Beehived to the hilt, with a laugh like a machine gun stuck on automatic fire she will ever be remembered, with cigarette in hand, as Sybil, the battleaxe spouse to John Cleese's hapless hotelier Basil Fawlty.

Cleese might have got the big laughs, but many critics have identified Prunella's Sybil as the character that held everything together as the real engine of the comedy sit com Fawlty Towers.

It is something Prunella dismisses straight away, by describing Cleese as "an extraordinary talent."

"He has tremendous and amazing speed and the filming was very pressurised as it was recorded in front of a live audience but it was certainly fun for me to be able to crack the whip," she recalls.

"We only did 12 episodes so it is remarkable that it is still so recognised," she responds politely to my continued questions on the sit com classic that made her a national institution, although you get the sense she tires a little of being asked about one role in the hundreds she has played over the years.

"You are very lucky if you get a part in a popular television series, it is a very lucky thing indeed," she comments.

Prunella was born into an acting family. Her father was a travelling cotton salesman but her mother was an actress before Prunella and her brother Tim were born.

By the age of eight Prunella already had dreams of an actor's life.

"Actors go into it because it gives us the chance to play people a great deal more interesting than we are and to say things infinitely wittier and more intelligent than we could think of ourselves," she laughs.
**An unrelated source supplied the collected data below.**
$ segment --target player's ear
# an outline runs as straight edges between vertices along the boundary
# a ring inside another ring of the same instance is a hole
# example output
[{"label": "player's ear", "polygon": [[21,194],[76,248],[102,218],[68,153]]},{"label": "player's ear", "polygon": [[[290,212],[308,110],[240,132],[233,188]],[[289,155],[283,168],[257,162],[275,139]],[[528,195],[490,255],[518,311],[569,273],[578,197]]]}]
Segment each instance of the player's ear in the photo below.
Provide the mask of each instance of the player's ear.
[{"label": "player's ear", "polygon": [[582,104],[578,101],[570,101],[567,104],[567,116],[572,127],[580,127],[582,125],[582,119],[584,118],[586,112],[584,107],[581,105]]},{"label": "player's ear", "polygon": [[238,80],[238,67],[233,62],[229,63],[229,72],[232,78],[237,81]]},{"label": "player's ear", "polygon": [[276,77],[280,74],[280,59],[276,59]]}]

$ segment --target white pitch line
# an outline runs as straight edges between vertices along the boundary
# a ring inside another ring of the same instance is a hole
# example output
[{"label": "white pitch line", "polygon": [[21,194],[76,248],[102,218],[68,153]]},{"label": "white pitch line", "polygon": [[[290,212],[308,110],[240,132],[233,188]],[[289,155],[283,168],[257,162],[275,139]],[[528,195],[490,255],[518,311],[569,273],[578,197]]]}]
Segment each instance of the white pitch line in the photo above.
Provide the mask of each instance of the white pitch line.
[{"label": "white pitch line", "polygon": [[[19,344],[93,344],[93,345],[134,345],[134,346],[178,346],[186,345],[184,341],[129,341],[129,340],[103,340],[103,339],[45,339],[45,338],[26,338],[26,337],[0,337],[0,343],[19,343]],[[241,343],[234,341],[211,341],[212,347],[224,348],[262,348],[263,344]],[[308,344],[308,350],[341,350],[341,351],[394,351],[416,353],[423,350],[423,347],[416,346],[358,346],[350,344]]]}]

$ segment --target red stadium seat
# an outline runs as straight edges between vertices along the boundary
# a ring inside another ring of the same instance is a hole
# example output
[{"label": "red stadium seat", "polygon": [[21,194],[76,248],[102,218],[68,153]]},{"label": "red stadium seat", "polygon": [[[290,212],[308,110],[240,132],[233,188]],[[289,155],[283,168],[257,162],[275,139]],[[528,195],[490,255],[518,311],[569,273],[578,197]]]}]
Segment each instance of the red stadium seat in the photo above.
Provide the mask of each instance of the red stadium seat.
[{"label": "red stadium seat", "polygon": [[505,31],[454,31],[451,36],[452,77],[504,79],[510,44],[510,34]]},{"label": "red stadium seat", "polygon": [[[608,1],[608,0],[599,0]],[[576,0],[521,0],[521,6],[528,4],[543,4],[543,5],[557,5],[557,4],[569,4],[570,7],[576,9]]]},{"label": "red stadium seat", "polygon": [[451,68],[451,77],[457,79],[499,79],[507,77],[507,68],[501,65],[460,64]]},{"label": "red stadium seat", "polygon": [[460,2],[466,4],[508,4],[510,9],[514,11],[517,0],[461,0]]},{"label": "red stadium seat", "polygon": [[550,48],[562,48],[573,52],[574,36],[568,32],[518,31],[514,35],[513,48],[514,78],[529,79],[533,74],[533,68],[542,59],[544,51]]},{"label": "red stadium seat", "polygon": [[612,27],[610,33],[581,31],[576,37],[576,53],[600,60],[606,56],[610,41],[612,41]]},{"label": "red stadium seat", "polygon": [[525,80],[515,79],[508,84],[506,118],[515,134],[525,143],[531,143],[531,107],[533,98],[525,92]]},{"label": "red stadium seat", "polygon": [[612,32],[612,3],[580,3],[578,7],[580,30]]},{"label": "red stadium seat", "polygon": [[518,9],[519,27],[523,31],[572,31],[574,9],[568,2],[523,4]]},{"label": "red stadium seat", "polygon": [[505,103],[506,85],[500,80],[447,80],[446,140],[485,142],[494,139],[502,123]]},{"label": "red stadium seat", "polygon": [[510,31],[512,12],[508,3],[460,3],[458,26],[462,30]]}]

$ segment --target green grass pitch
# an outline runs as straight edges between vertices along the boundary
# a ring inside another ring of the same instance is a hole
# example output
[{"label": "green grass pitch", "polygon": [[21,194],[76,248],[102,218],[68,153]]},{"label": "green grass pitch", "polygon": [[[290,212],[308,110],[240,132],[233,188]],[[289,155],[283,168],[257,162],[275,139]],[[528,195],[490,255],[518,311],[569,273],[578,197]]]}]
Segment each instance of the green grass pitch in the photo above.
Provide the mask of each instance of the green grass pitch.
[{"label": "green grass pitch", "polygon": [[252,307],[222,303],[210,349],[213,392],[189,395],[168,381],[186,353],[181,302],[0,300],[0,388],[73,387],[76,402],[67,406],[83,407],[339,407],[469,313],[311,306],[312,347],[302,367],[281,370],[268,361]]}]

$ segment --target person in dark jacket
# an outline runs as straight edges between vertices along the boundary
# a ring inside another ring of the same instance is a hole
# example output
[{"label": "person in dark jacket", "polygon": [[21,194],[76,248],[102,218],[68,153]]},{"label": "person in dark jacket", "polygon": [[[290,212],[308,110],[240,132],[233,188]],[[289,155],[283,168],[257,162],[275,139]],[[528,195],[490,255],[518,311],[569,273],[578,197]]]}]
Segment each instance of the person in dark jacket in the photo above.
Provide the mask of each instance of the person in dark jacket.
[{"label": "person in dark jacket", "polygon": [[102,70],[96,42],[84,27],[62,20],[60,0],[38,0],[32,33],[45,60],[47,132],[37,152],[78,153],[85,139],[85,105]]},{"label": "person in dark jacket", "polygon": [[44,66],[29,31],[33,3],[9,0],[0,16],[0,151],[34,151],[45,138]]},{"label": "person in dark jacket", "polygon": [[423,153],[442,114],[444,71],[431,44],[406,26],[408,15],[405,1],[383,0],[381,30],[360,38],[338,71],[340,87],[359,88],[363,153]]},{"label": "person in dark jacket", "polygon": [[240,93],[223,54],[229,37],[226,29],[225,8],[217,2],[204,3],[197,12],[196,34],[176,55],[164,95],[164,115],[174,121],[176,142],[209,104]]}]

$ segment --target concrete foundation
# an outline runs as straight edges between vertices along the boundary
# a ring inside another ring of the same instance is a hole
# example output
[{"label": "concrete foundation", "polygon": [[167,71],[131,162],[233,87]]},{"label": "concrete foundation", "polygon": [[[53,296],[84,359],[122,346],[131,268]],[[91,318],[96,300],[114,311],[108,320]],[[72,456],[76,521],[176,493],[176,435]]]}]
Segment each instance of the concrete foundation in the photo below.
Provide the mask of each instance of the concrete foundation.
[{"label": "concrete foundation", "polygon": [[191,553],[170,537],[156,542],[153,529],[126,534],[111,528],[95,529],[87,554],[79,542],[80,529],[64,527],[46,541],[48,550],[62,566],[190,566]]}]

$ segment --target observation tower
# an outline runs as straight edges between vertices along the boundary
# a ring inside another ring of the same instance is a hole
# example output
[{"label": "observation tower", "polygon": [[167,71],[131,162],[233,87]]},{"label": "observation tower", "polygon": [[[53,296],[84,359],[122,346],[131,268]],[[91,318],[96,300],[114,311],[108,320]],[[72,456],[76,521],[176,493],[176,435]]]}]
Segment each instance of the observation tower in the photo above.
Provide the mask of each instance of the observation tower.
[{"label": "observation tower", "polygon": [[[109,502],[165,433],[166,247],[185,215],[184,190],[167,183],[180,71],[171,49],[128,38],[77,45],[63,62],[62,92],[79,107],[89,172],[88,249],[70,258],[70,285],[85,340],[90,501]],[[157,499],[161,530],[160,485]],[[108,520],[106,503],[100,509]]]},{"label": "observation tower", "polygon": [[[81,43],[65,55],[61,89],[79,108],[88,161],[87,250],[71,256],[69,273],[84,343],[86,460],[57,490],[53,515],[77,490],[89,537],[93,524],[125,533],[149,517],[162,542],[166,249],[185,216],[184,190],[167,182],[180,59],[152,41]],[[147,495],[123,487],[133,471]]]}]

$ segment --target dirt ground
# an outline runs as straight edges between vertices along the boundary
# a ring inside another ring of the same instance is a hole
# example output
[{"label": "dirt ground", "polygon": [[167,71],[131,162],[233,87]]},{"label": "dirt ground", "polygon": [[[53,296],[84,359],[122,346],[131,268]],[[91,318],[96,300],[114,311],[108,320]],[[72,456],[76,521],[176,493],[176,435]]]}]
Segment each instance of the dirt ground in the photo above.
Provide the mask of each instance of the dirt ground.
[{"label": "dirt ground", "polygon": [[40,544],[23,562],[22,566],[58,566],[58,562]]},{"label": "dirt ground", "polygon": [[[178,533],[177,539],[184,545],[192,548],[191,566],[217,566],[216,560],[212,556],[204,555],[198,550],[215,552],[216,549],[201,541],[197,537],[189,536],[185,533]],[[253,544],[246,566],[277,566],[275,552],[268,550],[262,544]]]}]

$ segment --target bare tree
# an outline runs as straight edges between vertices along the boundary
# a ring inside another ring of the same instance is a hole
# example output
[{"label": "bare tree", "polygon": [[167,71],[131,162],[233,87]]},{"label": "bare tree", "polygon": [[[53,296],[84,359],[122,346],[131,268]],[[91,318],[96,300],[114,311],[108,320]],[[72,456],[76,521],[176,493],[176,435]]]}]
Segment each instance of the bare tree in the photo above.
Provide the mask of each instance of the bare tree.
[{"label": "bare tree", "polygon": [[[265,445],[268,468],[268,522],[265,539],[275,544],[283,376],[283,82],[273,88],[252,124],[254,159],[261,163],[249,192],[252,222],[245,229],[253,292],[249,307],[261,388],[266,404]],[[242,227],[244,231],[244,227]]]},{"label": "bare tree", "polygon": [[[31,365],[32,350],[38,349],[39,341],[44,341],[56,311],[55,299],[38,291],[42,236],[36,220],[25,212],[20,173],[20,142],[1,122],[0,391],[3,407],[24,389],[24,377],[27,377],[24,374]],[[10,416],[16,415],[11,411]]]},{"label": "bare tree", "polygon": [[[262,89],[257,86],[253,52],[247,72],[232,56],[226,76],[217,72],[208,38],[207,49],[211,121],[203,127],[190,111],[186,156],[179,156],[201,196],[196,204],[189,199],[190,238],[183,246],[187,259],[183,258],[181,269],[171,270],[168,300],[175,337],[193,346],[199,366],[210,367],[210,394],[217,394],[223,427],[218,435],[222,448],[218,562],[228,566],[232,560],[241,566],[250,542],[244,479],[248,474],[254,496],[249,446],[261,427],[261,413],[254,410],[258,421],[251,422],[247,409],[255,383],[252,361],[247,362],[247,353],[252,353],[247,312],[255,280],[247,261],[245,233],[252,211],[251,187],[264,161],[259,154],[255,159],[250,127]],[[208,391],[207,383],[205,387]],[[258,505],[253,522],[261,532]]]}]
Her first major TV break came with Richard Briers in Marriage Lines and she continues to count herself lucky to have made a career from something she passionately enjoys.

"I'm lucky to have be working more often than not, but I do feel guilty sometimes as it means I'm taking parts away from other actresses."

Aside from her famous screen roles Prunella's acting passion lies in the theatre and her current role brings her to the Palace Theatre, Westcliff tonight (Thurs).

Taking in the titular role in Benedict West's series of monologues called Gertrude's Secret she will appear alongside former Eastenders actresses Natalie Cassidy in what is billed as " a frequently hilarious yet often terrifying show" for one night at the London Road venue.

It is a family affair for the veteran actress as the playwright is a cousin be marriage - Prunella has been married to fellow actor Timothy West for more than 40 years and they have two sons, Sam West, also now a well-known actor and Joe, an academic.

"It is funny really as I remember Benedict as a baby in arms and now I am performing his work and he bosses me around," she laughs.

"It is a great show though, very clever yet quite painful in places and I enjoy performing it."

For Prunella stage work offers the chance to indulge in "yet another aspect of the art form".

She says:"The thing I enjoy about being on stage is the repetition. I think you can learn a lot as an actor.

"I find one learns so much when you have to do it again. I love the routine of the theatre, it is not true of all actors but I do enjoy it."

"The joy of being an actor is to deliver good writing to people."